Many of his principles may not have been too agreeable and have aged worse than a pint of milk catapulted directly into the sun, but it can’t be said that John Wayne didn’t stick to them throughout his life and career.
He hated those damned Commies, and he made sure everybody knew it. He despised the way Hollywood was heading as cinema evolved with the times and embraced modernity, which he didn’t intend to keep to himself, either. Women working as grips on a film set? Absolutely ridiculous behaviour they couldn’t possibly be qualified for, or so said ‘The Duke’.
Even from a professional point of view, Wayne maintained his principles. He turned down countless high-profile offers, including what would have been the ultimate against-type turn in Mel Brooks’ classic comedy Blazing Saddles, but the answer was always no because he didn’t think the people who followed him and turned up to see his starring roles wanted anything other than the standard John Wayne formula.

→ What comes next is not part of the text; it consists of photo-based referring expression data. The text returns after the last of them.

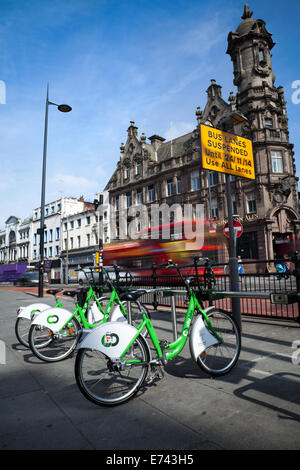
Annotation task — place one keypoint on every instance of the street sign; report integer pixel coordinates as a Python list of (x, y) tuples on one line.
[(226, 153), (213, 229), (237, 227)]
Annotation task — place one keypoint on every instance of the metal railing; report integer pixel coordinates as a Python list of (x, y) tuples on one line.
[(254, 306)]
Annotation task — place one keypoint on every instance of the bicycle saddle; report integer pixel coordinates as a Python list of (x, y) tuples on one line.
[(71, 293), (53, 291), (132, 295)]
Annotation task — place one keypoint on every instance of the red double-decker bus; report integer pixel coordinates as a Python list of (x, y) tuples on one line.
[(170, 241)]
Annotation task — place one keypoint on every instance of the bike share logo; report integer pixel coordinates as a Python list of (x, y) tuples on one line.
[(110, 340), (52, 319)]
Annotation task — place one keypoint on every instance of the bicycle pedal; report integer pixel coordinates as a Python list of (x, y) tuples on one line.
[(156, 374)]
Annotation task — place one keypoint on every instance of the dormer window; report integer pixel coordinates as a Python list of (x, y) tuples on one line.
[(261, 56), (268, 122)]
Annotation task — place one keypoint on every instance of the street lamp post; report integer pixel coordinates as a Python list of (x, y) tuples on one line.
[(233, 261), (64, 108)]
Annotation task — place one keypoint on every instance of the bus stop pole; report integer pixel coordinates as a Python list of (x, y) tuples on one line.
[(233, 261)]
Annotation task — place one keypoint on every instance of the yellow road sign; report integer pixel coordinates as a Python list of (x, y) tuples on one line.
[(227, 153)]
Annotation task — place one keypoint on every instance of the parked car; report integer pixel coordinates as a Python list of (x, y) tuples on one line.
[(29, 279)]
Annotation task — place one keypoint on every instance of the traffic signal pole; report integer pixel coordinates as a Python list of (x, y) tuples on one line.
[(233, 261)]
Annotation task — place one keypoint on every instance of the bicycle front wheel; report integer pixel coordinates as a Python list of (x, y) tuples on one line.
[(108, 383), (219, 359), (60, 345)]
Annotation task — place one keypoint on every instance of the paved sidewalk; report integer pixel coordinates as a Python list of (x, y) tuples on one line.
[(256, 406)]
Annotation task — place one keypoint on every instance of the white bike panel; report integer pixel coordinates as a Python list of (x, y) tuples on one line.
[(53, 318), (110, 338), (117, 315), (200, 338), (25, 312)]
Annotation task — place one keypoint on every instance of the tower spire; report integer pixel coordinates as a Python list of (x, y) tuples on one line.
[(247, 13)]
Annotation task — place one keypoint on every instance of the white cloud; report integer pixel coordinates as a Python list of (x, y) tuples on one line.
[(177, 129), (72, 185)]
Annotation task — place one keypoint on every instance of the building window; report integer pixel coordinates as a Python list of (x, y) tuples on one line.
[(214, 209), (212, 178), (247, 246), (195, 180), (261, 55), (277, 166), (138, 168), (151, 193), (139, 196), (268, 122), (128, 199), (127, 172), (170, 187), (251, 200), (234, 204)]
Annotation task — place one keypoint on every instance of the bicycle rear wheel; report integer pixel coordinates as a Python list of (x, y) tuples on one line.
[(109, 383), (222, 357), (60, 345)]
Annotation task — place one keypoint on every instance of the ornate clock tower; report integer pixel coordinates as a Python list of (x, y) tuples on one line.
[(264, 105)]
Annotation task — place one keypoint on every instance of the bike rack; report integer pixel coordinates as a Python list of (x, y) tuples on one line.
[(274, 297)]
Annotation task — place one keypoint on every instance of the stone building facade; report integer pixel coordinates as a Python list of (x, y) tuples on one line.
[(158, 171)]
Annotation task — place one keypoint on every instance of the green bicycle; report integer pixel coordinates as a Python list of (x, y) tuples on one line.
[(113, 360), (25, 316), (54, 334)]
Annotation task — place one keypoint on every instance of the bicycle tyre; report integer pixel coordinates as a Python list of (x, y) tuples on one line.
[(221, 358), (61, 345), (117, 386)]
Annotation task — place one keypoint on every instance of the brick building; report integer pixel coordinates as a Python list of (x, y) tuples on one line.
[(158, 171)]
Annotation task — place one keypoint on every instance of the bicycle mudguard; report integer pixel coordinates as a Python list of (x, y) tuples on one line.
[(200, 337), (54, 318), (111, 338), (26, 312)]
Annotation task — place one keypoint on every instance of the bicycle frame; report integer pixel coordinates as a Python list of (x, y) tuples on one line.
[(80, 312), (175, 347)]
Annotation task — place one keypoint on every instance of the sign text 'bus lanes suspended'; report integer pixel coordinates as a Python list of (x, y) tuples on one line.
[(227, 153)]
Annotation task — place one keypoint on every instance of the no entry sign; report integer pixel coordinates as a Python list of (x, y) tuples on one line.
[(237, 226)]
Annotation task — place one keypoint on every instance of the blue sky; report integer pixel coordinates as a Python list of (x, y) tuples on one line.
[(116, 61)]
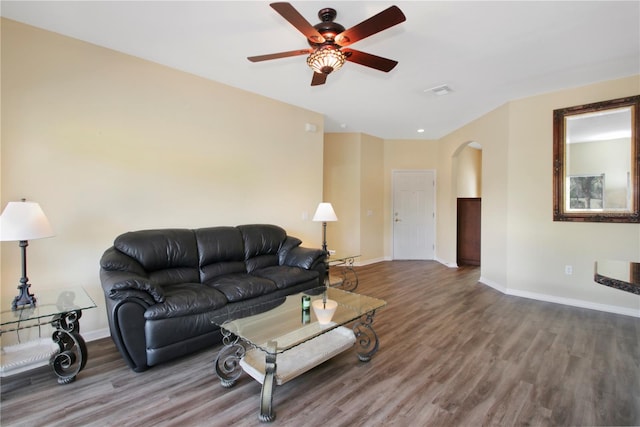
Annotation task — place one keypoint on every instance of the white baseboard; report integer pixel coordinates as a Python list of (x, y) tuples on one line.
[(561, 300)]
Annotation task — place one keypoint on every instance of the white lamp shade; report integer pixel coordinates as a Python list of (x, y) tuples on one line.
[(325, 213), (24, 221)]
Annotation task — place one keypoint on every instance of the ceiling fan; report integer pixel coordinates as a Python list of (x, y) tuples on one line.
[(328, 38)]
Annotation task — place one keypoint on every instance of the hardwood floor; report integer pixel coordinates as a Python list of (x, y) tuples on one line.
[(453, 352)]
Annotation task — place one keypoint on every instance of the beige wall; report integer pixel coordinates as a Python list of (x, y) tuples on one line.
[(539, 248), (354, 185), (468, 170), (108, 143), (524, 252)]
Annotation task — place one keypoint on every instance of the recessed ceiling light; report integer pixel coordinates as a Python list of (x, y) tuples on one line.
[(440, 90)]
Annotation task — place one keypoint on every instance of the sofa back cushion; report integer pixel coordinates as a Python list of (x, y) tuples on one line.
[(221, 252), (261, 244), (168, 256)]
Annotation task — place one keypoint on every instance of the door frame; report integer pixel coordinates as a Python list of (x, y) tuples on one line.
[(435, 208)]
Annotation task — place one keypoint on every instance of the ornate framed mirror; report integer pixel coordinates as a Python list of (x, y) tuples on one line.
[(596, 168)]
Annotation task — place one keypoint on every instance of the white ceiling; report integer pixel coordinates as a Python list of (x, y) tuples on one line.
[(488, 52)]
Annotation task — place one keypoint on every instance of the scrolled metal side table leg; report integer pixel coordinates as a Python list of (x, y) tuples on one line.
[(72, 354), (227, 363), (366, 337), (267, 413)]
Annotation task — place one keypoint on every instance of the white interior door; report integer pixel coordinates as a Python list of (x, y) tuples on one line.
[(414, 214)]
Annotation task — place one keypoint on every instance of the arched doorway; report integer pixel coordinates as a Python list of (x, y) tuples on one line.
[(467, 170)]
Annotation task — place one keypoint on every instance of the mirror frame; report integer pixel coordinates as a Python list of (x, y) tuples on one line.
[(559, 168)]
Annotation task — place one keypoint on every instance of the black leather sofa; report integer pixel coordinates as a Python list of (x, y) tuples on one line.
[(162, 287)]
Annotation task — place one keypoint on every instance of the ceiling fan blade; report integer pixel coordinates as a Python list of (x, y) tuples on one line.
[(279, 55), (318, 79), (289, 13), (369, 60), (383, 20)]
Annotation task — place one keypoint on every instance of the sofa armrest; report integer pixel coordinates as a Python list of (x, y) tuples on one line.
[(306, 258), (115, 283)]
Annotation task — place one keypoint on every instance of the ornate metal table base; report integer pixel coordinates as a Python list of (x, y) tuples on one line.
[(72, 355), (366, 337), (228, 369), (347, 276), (228, 360), (267, 413)]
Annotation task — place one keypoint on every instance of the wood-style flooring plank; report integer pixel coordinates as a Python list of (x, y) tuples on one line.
[(453, 352)]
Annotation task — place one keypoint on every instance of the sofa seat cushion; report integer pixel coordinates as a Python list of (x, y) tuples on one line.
[(186, 299), (285, 276), (242, 286)]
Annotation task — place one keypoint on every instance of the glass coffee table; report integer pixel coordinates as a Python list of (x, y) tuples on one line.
[(283, 330)]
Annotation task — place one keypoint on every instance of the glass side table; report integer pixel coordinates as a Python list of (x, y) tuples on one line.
[(62, 309), (341, 273)]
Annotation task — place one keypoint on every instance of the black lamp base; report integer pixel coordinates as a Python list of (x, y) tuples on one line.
[(24, 298)]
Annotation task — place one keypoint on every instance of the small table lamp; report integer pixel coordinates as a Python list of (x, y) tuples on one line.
[(24, 221), (325, 214)]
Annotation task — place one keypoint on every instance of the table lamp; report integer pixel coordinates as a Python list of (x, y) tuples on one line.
[(23, 221), (324, 213)]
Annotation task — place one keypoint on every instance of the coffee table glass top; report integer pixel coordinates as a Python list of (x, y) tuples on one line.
[(48, 303), (286, 324)]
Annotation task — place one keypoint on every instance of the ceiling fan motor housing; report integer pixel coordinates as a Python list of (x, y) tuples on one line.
[(327, 27)]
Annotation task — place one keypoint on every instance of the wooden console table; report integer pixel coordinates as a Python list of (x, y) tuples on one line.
[(622, 275)]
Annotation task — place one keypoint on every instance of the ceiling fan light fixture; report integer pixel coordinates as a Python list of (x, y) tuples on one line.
[(326, 60)]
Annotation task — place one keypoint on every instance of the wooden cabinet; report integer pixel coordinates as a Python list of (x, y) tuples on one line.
[(468, 231)]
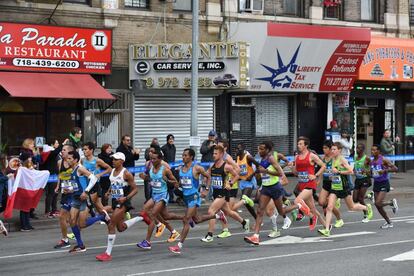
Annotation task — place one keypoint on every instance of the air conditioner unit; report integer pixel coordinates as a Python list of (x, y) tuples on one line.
[(253, 6)]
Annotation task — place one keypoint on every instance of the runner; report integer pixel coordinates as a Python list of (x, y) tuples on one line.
[(99, 168), (122, 190), (304, 168), (65, 172), (362, 180), (78, 187), (340, 189), (380, 167), (220, 208), (158, 176), (270, 172), (326, 183), (189, 180)]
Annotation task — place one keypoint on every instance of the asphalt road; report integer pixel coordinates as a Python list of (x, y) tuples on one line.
[(355, 249)]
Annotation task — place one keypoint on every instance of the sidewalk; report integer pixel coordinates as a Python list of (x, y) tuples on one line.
[(402, 183)]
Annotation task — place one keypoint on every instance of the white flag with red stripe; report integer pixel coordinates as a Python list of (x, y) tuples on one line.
[(26, 190)]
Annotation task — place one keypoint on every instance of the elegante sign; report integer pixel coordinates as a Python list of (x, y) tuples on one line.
[(303, 58), (388, 59), (163, 66), (27, 47)]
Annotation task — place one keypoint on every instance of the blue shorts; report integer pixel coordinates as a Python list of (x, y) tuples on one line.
[(193, 200), (65, 202), (77, 203), (243, 184), (157, 197), (274, 191)]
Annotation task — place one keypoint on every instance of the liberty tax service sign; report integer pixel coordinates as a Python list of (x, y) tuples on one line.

That formula usually unfolded in the western genre and required him to bring stoicism and gravitas to the part of a determined hero who battles against the odds and ultimately saves the day. An iconic 1950 picture followed that exact template, with the story tracing ageing sharpshooter Jimmy Ringo as he pitches up in a new town to reunite with his estranged family, only for old scores to be settled first.

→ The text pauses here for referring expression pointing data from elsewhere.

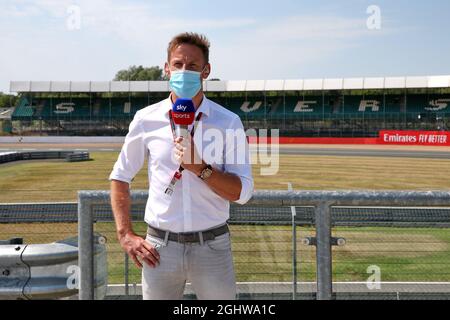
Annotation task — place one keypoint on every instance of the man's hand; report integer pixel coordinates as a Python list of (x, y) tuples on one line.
[(136, 247), (187, 156)]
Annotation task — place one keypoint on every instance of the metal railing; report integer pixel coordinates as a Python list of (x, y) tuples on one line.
[(47, 271), (321, 201), (42, 155)]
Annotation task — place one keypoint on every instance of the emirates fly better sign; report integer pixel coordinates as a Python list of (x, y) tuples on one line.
[(431, 138)]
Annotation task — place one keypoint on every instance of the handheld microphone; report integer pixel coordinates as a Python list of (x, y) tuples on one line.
[(183, 114)]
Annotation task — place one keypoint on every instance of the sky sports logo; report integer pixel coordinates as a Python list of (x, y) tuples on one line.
[(183, 115), (183, 108)]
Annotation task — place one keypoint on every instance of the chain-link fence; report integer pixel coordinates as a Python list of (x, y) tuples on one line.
[(389, 252)]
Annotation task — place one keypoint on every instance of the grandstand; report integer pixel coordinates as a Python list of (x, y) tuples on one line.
[(351, 107)]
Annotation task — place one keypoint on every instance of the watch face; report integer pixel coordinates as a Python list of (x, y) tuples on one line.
[(206, 173)]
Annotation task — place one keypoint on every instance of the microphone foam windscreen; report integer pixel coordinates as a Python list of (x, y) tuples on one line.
[(183, 112)]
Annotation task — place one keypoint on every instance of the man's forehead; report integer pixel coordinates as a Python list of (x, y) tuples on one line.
[(186, 53)]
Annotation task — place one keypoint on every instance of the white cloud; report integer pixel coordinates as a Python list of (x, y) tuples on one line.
[(117, 34)]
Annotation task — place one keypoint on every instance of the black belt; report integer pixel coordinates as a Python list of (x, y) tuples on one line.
[(188, 237)]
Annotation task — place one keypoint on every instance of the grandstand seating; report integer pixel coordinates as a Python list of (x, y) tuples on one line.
[(271, 107)]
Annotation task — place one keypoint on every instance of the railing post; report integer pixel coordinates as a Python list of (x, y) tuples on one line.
[(86, 249), (323, 251), (127, 291)]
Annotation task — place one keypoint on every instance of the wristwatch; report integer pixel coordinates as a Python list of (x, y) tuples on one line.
[(206, 173)]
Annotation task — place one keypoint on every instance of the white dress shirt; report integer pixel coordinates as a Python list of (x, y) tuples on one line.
[(193, 206)]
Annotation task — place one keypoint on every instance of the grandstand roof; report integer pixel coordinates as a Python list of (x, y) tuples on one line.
[(236, 85)]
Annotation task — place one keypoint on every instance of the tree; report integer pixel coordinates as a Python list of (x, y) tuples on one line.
[(139, 73), (7, 100)]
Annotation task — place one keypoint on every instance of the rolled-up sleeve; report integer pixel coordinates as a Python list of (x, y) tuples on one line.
[(132, 155), (237, 159)]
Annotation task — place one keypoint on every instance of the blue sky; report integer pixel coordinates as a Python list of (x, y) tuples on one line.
[(280, 39)]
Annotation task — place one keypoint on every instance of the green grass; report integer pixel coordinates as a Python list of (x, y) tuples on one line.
[(262, 253)]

It was right up Wayne’s street, and screenwriter William Bowers certainly thought so after penning The Gunfighter with ‘The Duke’ in mind and then offering him the part. Under normal circumstances, he would have accepted, especially when he was interested in headlining the production, but there was one insurmountable obstacle that he couldn’t overcome.
The rights to make The Gunfighter were scooped up by Columbia Pictures, which was run by Harry Cohn. Unfortunately for Bowers, Wayne absolutely fucking hated the studio boss with an intense and burning passion and had spent the previous two decades refusing to work with the company after the way he’d been treated when he was a contract player under Cohn’s watch in the early 1930s.

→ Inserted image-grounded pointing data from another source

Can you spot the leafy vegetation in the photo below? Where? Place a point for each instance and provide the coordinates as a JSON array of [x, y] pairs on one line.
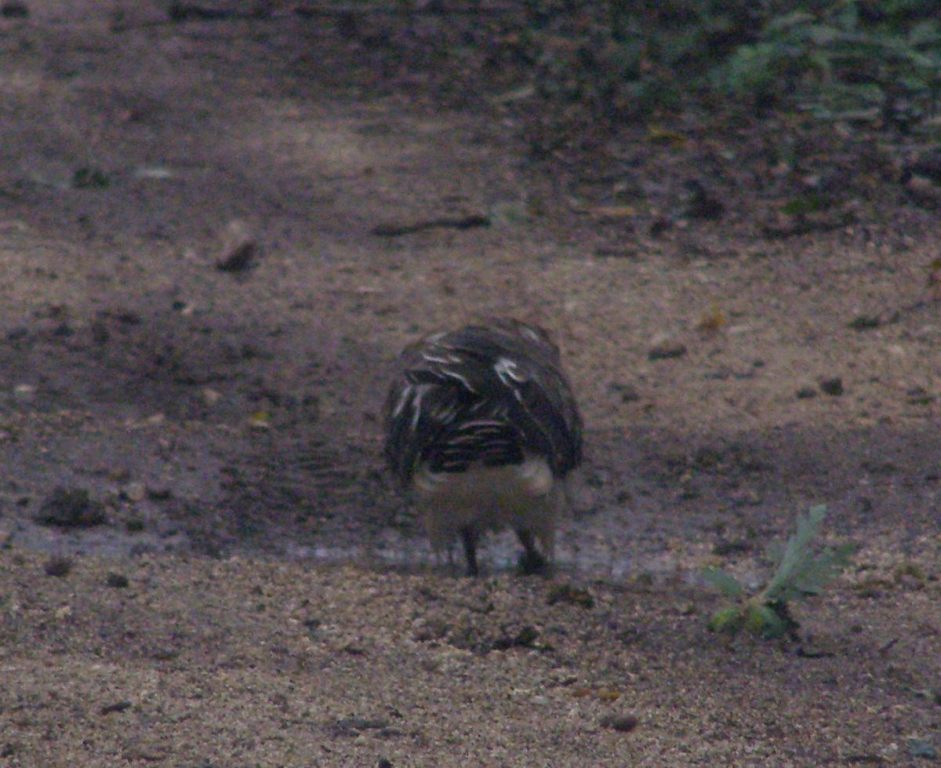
[[802, 570], [878, 62]]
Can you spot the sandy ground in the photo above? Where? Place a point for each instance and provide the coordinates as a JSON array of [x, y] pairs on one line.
[[280, 607]]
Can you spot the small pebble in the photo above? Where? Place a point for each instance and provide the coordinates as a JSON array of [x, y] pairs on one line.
[[666, 350], [57, 566], [71, 508], [622, 723], [239, 248], [832, 387], [135, 492], [24, 393], [116, 580]]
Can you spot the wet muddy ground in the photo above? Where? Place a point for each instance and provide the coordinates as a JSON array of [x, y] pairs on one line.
[[225, 426]]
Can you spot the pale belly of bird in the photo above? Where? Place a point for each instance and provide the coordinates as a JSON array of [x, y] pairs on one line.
[[522, 496]]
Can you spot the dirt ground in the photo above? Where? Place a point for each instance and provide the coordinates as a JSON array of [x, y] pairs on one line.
[[255, 592]]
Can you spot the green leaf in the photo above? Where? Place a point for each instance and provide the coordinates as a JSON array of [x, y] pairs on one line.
[[727, 620], [763, 620], [726, 583]]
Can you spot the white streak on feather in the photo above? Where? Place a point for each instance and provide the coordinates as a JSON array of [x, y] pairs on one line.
[[507, 371]]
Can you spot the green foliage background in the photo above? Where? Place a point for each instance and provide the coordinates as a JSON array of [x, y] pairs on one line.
[[845, 59]]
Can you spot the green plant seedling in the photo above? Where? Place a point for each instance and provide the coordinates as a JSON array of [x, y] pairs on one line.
[[802, 570]]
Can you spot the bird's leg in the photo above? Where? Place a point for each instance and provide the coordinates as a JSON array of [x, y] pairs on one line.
[[469, 537], [531, 561]]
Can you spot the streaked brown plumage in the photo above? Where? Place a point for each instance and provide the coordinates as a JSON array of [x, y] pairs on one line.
[[482, 429]]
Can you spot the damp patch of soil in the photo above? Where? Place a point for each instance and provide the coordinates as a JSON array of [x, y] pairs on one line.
[[216, 233]]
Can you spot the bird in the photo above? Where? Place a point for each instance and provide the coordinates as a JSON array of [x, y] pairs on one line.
[[482, 432]]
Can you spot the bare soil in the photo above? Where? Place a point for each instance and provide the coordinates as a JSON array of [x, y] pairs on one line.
[[257, 593]]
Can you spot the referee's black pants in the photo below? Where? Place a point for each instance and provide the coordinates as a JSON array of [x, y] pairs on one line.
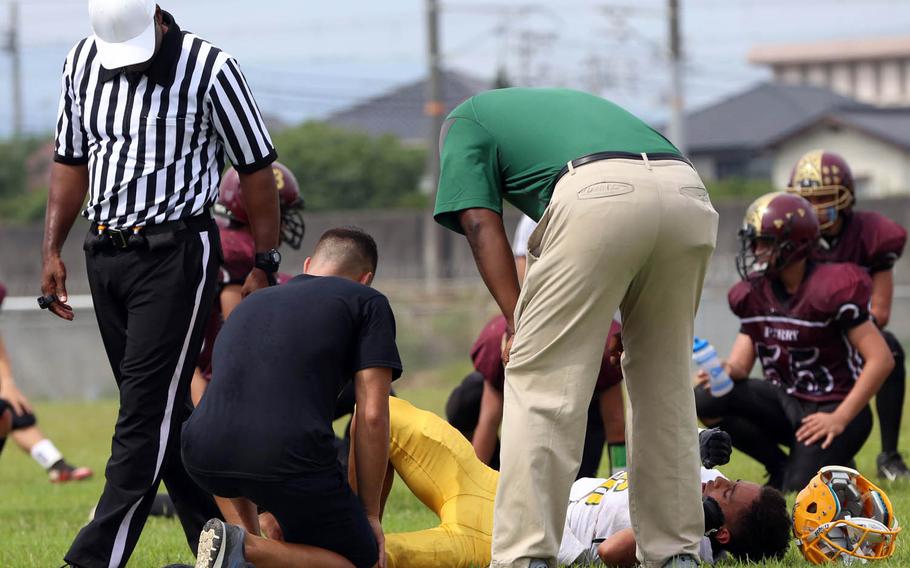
[[760, 417], [152, 305]]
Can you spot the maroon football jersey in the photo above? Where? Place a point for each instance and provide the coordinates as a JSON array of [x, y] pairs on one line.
[[239, 252], [487, 356], [868, 239], [802, 341]]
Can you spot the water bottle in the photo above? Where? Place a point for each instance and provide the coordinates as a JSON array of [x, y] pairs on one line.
[[705, 356]]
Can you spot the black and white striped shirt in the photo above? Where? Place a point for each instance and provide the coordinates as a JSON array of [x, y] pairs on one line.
[[155, 142]]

After first running afoul of Cohn during his debut with Columbia, Wayne explained that “he then humiliated me in my second picture” when he was ordered to play a dead body. “I just knew that was an order that had come down from Cohn to humiliate me,” he raged. “Because I knew damn well that a professional extra would have normally been used for that kind of work.”
If it had been any other studio, then Wayne would have led The Gunfighter at the expense of Gregory Peck, who was drafted in when ‘The Duke’ refused to compromise his beliefs by returning to work under the person in Hollywood he hated most.